Julgamento inédito no STJ garantiu a um homossexual direito a pensão previdenciária por morte de companheiro
A decisão considerou discriminatório pretender excluir parte da sociedade – aqueles que têm relações homoafetivas – da tutela do Poder Judiciário sob o argumento de não haver previsão legal para a hipótese.
O caso em questão não trata de Direito de Família, mas de Direito Previdenciário. A Sexta Turma do STJ não atendeu a recurso do INSS, que pretendia reformar decisão de segunda instância da Justiça Federal gaúcha. Acórdão do TRF da 4ª Região (Porto Alegre) considerou que o vácuo na legislação a respeito da relação de dependência entre pessoas do mesmo sexo que convivem como em um casamento não poderia ser um obstáculo para o reconhecimento dessa relação jurídica.
Ao STJ, o INSS alegou que a Lei n. 8.213/91 foi afrontada pela decisão do TRF, uma vez que a lei considera companheira ou companheiro a pessoa que, mesmo sem ser casada, mantém união estável com o segurado ou com a segurada. Dessa forma, no entender do Instituto, a lei não contemplaria os homossexuais. O INSS argumentou também que faltaria legitimidade ao Ministério Público para atuar como parte na ação.
Porém o relator do recurso especial, ministro Hélio Quaglia Barbosa, admitiu a legitimidade do MP porque o processo trata da busca por tratamento igualitário quanto a direitos fundamentais. O ministro relator destacou que são beneficiários do segurado aqueles que, quando do seu falecimento, eram seus dependentes, sendo que o benefício visa suprir as necessidades econômicas desses dependentes.

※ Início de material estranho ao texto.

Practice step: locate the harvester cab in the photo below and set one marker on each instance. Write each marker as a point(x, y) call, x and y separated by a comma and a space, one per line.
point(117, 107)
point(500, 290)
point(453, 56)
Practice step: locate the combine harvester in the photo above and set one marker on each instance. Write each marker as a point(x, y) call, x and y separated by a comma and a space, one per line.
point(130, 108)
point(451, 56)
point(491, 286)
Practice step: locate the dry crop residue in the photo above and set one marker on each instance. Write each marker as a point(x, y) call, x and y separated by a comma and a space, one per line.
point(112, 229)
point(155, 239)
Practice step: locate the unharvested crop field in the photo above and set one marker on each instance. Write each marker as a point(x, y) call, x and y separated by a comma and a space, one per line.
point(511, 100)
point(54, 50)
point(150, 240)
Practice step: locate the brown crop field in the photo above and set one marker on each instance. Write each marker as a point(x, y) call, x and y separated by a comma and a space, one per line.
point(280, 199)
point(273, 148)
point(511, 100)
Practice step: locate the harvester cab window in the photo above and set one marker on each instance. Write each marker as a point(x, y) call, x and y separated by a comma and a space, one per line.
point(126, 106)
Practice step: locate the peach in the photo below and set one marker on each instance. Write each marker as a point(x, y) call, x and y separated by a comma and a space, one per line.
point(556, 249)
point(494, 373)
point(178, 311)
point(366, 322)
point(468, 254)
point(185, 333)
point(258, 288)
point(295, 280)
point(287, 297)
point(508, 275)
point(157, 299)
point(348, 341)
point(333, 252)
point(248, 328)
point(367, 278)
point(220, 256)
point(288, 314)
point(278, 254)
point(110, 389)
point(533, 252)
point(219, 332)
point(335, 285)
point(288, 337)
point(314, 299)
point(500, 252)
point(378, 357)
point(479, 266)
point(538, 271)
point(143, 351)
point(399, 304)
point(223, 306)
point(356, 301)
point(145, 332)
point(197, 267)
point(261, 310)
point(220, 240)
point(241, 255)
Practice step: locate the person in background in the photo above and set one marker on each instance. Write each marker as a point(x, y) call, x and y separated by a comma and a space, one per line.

Quanto à Lei n. 8.213/91, o ministro Hélio Quaglia manteve o entendimento da segunda instância de que esta norma se preocupou em desenhar o conceito de entidade familiar, contemplando a união estável, sem excluir as relações homoafetivas. Também a própria Constituição Federal, conforme lembrou o relator, não excluiu tais relacionamentos, deixando uma lacuna que deve ser preenchida a partir de outras fontes do direito.
Concluindo, o ministro Hélio Quaglia revelou que o próprio INSS regulou a concessão de benefício a companheiro ou companheira homossexual (Instrução Normativa 25, de 7 de junho de 2000). A regulação visava atender a determinação judicial da juíza federal Simone Barbasin Fortes, da 3ª Vara Previdenciária de Porto Alegre, que concedeu uma liminar em ação civil pública sobre o tema, cujo efeito não se limitou às partes do processo (efeito erga omnes), atingindo todo o território nacional. O voto do relator do recurso especial foi seguido por unanimidade na Sexta Turma.
O ministro Paulo Gallotti, presidente da Turma, e o ministro Paulo Medina acompanharam o entendimento. Tribunais Regionais Federais bem como órgãos administrativos já vêm reconhecendo a possibilidade de extensão dos benefícios previdenciários aos parceiros homossexuais conviventes.
União estável
Por meio de uma ação judicial contra o INSS, o companheiro do beneficiário falecido pediu o recebimento da pensão previdenciária por morte, bem como o complemento da Caixa de Previdência dos Funcionários do Banco do Brasil (Previ).
Ele argumentou que o relacionamento com o companheiro, além de ter durado duas décadas, era semelhante às relações heterossexuais, como nos casamentos, "dividindo despesas, pactuando alegrias e tristezas". Sua defesa invocou a própria Constituição, que assegura a liberdade e a igualdade (sexual, inclusive), além do artigo 16, I, da Lei n. 8.213/91, que define os dependentes beneficiários do regime geral da Previdência Social.
O INSS contestou, alegando que o companheiro do beneficiário não se enquadraria como dependente e, em primeiro grau, a Justiça Federal julgou o pedido improcedente. Mas o Ministério Público Federal apelou da sentença, sustentando que o parágrafo 3º do artigo 226 da Constituição, que garante a proteção do Estado à família, não exclui a união estável homossexual.
O companheiro também apelou ao TRF, obtendo o reconhecimento de seu direito ao recebimento da pensão, que deverá ser paga desde o ajuizamento da ação. O acórdão ainda determinou que as parcelas vencidas deverão ser corrigidas pelo IGP-DI, com juros de mora de 6% ao ano, a contar da citação. Já os honorários advocatícios foram fixados em 10% sobre o valor das parcelas vencidas até a execução do julgado. Com o julgamento no STJ, esta é a decisão que ficou mantida.